Ing is a Data Driven Experimental Enterprise, which is heavily investing in big data, analytics and streaming processing. As in many other enterprises, we deal with a large variety of data sources. Some are responsible for primary processes, while others are used to improve the quality of the service and to keep internal operations going on smoothly. The amount of data which must be handled goes beyond the computing performance of single machines, and vertical scalability is hardly an option. For this specific reason we are moving towards a scenario where machines are grouped into clusters and data is handled by distributed processing systems. An important building block in ING’s analytics journey is a state-of-the-art Data Lake.

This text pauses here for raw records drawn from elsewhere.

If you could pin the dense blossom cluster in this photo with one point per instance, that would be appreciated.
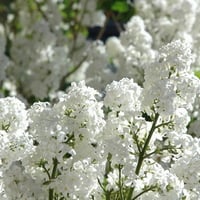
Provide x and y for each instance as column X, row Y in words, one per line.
column 128, row 126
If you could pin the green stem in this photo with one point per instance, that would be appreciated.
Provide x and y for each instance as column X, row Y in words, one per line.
column 147, row 190
column 53, row 176
column 120, row 182
column 141, row 155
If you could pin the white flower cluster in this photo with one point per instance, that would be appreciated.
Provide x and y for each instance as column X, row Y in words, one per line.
column 131, row 142
column 136, row 137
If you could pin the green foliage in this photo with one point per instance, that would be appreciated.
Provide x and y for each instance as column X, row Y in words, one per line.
column 120, row 7
column 122, row 11
column 197, row 73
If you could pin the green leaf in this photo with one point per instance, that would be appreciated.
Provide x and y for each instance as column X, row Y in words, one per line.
column 197, row 74
column 120, row 6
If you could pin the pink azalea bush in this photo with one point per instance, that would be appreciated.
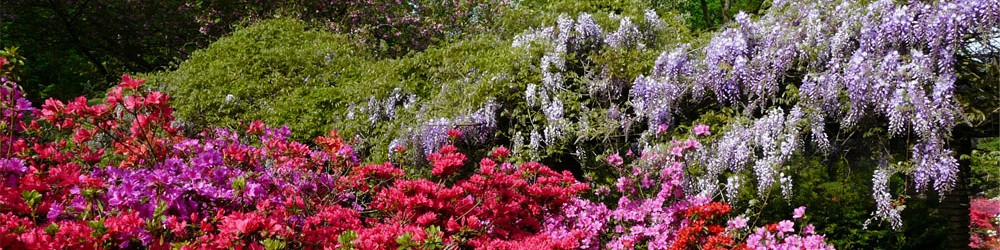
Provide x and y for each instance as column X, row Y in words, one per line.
column 123, row 174
column 984, row 222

The data lake replaces several enterprise data warehouses and is the central repository for all types of data, supporting various types of queries for our stakeholders’ demands: batch, real-time, large and small datasets. Key elements of the ING’s Data Lake are RESTfull APIs, secured and managed access to big data storage and processing, and real-time streaming analytics. Data is also being handled more often than not as streams and we are experimenting with Kafka and streaming computing to provide faster, more reactive and up-to-date user experiences and journeys. Finally, machine learning is aiding traditional sql analytics to provide better insight when it comes to operational excellence, business processes, marketing and security applications. In this talk we will start from traditional batch processes, touching upon the latest development about big data, data lakes and hadoop, to move further into the world of in-memory analytics. We will explore some of the fast and streaming data systems and tools in streaming Analytics such as Kafka, and Akka and describe some typical it architectures and data processing related to streaming data. We will illustrate a Ing open-sourced solution, realized in Akka, Scala, and Spray to deal with streaming event processing, named “Coral”. We are working with Hadoop, Spark, Scala, R and other technologies to set up a data lake where all data flows from the bank come together. Please join if you want to find out what’s involved in such a programme. We’ll share lessons learned, best practices and code!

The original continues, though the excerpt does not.